Twitter e Facebook? Sì, ma solo se in buona compagnia…

Facebook_by_UncleWoodstock

Non mi sto riferendo a “Followers” o “Fans”.
E’ innegabile che Facebook, Twitter e compagnia stiano sviluppando un’attrattiva quasi irresistibile per molte Aziende. Sono gratis, facili da implementare, personalizzabili e soprattutto godono di un’enorme visibilità. Perchè non farlo? Vien quasi da chiedersi perchè continuare ad investire sul proprio sito o sul proprio (pesante) blog. Sì, perchè manutenere un sito o un blog costa. Costa fatica, costa denaro, costa fantasia, costa impegno, costa personale, costa consulenza, ecc…

Ma c’è il rovescio della medaglia. I Social Media, i Social Network e le Connect Tech piu’ in generale hanno cambiato radicalmente la realtà comunicativa del nostro secolo. Oggi viviamo in una realtà in cui le informazioni “fluttuano” in internet miscelandosi tra loro come in una sorta di colloide. Le informazioni (di qualunque natura) si trovano in uno stato finemente disperso, tra la soluzione omogenea e la dispersione eterogenea.

I nostri tweet sono gocce nell’immenso mare del microblogging, i nostri fan non dedicano le loro attenzioni solo alla nostra pagina, e neppure i nostri readers vivono in trepida attesa di una nostra news o della pubblicazione di un nuovo video.

Se da un lato è vero che le piattaforme sociali godono di un pubblico(?) immenso, dall’altro è comunque vero che ogni informazioni si disperde immediatamente in una moltitudine caotica di  flussi informativi.

Ogni strumento ha il suo giusto scopo, non dimenticatelo.
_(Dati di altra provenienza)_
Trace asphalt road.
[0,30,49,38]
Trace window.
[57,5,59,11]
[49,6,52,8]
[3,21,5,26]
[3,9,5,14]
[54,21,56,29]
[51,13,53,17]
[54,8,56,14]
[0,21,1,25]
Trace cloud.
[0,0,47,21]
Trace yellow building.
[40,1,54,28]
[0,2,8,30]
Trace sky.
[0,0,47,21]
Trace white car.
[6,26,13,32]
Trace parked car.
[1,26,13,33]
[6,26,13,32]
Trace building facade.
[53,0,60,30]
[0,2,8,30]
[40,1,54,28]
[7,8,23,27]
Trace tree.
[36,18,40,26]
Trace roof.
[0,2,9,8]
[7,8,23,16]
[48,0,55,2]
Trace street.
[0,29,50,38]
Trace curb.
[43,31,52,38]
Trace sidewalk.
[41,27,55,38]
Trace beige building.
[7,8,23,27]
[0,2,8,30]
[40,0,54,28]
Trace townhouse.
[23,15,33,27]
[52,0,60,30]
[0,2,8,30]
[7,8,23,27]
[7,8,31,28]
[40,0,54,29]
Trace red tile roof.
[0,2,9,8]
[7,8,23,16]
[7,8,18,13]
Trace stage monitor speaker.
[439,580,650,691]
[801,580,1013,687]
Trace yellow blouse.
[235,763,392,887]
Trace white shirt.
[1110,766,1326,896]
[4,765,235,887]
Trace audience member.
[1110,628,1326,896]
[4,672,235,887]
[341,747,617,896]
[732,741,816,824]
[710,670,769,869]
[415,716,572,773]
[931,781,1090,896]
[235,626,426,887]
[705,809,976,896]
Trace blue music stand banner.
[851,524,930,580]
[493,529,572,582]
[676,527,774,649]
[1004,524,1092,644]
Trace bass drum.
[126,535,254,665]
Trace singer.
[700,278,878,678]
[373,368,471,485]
Una buona strategia comunicativa non può prescindere da questi presupposti. Il sito web ed il blog hanno la funzione di raccogliere i contenuti, organizzarli, conservarli e renderli persistenti (molto piu’ di un tweet). Altre piattaforme, invece, servono molto meglio scopi divulgativi nel breve periodo o favoriscono in modo naturale la partecipazione dei nostri “followers” (cliccare su ‘mi piace’ è molto piu’ semplice che commentare un articolo).

In ultima analisi, è il mix di tutte le nostre attività che determina il successo o meno dei nostri sforzi comunicativi. Focalizzarsi su un unico strumento può voler dire essere destinati al fallimento.
Cosa sarebbe la vostra pagina Facebook se non fosse “nutrita” dai contenuti del vostro blog, o dai video della vostro canale YouTube?

Perciò fate molta attenzione a non cadere in facili tentazioni. La strada che sembra piu’ agevole è anche quella piu’ ingannevole. Il Web 2.0 non è fatto da spettatori passivi pronti ad accogliere ogni vostra iniziativa. Il Web 2.0 è molto diverso da ciò a cui molte Aziende erano abituate.